Update: Starting from V10.0 the build-in Moment is fast enough for practical use.




I have a multinormal distribution with covariance matrix $\sigma$ and zero mean. I want to find moment


$$ E[x_1^{r_1}x_2^{r_2}\cdots x_n^{r_n}] =\,? $$


Of course, there is a built-in function Moment, but it is quite slow for big moments


Moment[MultinormalDistribution[{0, 0}, {{σ[1, 1], σ[1, 2]}, {σ[2, 1], σ[2, 2]}}], 
{20, 20}]; // AbsoluteTiming // First



1.604658



Is there a more efficient method? It is related to this question and my answer there.


I think that Isserlis' theorem is helpful.

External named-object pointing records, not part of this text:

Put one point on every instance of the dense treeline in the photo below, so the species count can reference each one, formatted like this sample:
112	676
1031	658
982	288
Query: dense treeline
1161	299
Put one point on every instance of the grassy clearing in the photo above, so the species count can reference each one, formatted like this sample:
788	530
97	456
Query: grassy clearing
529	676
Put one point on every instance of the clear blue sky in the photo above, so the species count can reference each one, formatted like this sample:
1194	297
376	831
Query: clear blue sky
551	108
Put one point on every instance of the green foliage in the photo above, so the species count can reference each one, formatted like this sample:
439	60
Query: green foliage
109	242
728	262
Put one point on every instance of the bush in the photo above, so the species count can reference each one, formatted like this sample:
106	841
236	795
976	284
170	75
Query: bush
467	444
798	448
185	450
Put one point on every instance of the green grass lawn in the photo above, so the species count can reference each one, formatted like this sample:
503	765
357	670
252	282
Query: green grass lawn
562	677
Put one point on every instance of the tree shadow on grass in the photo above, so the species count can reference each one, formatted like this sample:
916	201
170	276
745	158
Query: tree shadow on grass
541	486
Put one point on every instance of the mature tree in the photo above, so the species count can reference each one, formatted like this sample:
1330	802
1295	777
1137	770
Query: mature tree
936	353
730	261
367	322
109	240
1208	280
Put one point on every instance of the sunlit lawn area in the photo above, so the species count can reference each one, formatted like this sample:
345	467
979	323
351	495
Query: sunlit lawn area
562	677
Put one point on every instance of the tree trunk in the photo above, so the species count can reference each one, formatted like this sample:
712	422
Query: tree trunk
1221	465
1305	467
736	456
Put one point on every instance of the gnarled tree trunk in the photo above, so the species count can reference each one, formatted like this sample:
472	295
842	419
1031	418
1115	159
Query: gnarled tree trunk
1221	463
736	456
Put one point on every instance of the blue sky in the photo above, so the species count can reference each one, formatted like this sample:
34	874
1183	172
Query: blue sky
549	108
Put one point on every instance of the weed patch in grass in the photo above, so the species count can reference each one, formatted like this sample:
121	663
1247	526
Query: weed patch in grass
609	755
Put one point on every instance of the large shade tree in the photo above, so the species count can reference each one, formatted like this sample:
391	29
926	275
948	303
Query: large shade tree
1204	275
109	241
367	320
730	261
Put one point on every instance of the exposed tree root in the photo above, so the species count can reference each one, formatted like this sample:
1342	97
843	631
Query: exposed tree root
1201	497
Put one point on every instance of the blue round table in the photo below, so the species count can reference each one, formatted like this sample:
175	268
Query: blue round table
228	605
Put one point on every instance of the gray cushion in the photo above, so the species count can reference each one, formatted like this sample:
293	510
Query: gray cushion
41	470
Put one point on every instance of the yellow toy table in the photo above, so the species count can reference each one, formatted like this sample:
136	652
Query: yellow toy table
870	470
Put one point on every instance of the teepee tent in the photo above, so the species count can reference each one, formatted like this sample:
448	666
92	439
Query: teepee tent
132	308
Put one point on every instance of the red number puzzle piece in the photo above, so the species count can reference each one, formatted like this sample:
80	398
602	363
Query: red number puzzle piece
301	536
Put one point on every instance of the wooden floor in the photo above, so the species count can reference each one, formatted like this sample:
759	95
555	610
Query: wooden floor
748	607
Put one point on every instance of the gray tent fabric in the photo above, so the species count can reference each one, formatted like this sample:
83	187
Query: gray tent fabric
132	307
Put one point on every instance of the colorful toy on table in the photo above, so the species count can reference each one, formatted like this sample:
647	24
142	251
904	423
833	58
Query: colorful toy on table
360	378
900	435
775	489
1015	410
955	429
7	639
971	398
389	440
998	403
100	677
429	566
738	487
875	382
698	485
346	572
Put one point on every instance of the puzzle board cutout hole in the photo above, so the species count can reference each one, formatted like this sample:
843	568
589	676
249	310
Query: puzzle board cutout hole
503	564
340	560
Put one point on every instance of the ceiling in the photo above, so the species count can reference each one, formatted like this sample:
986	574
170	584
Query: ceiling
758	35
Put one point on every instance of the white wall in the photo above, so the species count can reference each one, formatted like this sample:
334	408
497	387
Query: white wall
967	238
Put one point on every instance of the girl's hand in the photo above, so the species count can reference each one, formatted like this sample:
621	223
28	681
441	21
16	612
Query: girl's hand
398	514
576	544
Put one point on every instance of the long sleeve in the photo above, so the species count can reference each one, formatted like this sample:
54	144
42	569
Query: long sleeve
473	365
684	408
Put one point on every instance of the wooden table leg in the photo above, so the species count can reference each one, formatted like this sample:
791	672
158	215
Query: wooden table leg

It says


$$ E[x_1x_2\cdots x_n] = \sum\prod E[x_ix_j] $$ if $n$ even and $0$ if $n$ odd, by definition $E[x_ix_j]=\sigma_{ij}$. Here the notation $\sum\prod$ means summing over all distinct ways of partitioning $x_1,x_2,\ldots, x_n$ into unordered pairs.


For example, $x_1,x_2,x_3,x_4$ can be spitted as $$ (x_1,x_2),(x_3,x_4);\quad (x_1,x_3),(x_2,x_4);\quad (x_1,x_4),(x_2,x_3). $$ Therefore,


$$ E[x_1x_2x_3x_4]=\sigma _{1,2} \sigma _{3,4}+\sigma _{1,3} \sigma _{2,4}+\sigma _{1,4} \sigma _{2,3}. $$


If we want to calculate $E[x_1^2x_2x_3]$ then we can put two indexes equal (e.g. $x_4=x_2$) in the previous equation


$$ E[x_1^2x_2x_3] = \sigma _{1,1} \sigma _{2,3} + 2 \sigma _{1,2} \sigma _{1,3}. $$


Another examples:



$$ E[x_1^2x_2^2] = \sigma _{1,1} \sigma _{2,2} + 2 \sigma _{1,2}^2, $$


$$ E[x_1^3x_2] = 3 \sigma _{1,1} \sigma _{1,2}, $$


$$ E[x_1^4] = 3 \sigma _{1,1}^2. $$


For six variables there is 15 terms:


$$ E[x_1x_2x_3x_4x_5x_6]=\sigma _{1,2} \sigma _{3,4} \sigma _{5,6}+\sigma _{1,2} \sigma _{3,5} \sigma _{4,6}+\sigma _{1,2} \sigma _{3,6} \sigma _{4,5}+\sigma _{1,4} \sigma _{2,5} \sigma _{3,6}+\sigma _{1,5} \sigma _{2,4} \sigma _{3,6}+\sigma _{1,4} \sigma _{2,6} \sigma _{3,5}+\sigma _{1,6} \sigma _{2,4} \sigma _{3,5}+\sigma _{1,5} \sigma _{2,6} \sigma _{3,4}+\sigma _{1,6} \sigma _{2,5} \sigma _{3,4}+\sigma _{1,3} \sigma _{2,4} \sigma _{5,6}+\sigma _{1,4} \sigma _{2,3} \sigma _{5,6}+\sigma _{1,3} \sigma _{2,5} \sigma _{4,6}+\sigma _{1,5} \sigma _{2,3} \sigma _{4,6}+\sigma _{1,3} \sigma _{2,6} \sigma _{4,5}+\sigma _{1,6} \sigma _{2,3} \sigma _{4,5}. $$


As you can see, this statistical problem is just a combinatorics problem: find all possibilities to put $r_1$ balls of type $1$, $r_2$ balls of type $2$, ..., and $r_n$ balls of type $n$ to bins. Each bin can take 2 and only 2 balls.



Answer



Explicit formula


The wolfies' answer gave me an idea that one can derive an explicit formula. Here it is!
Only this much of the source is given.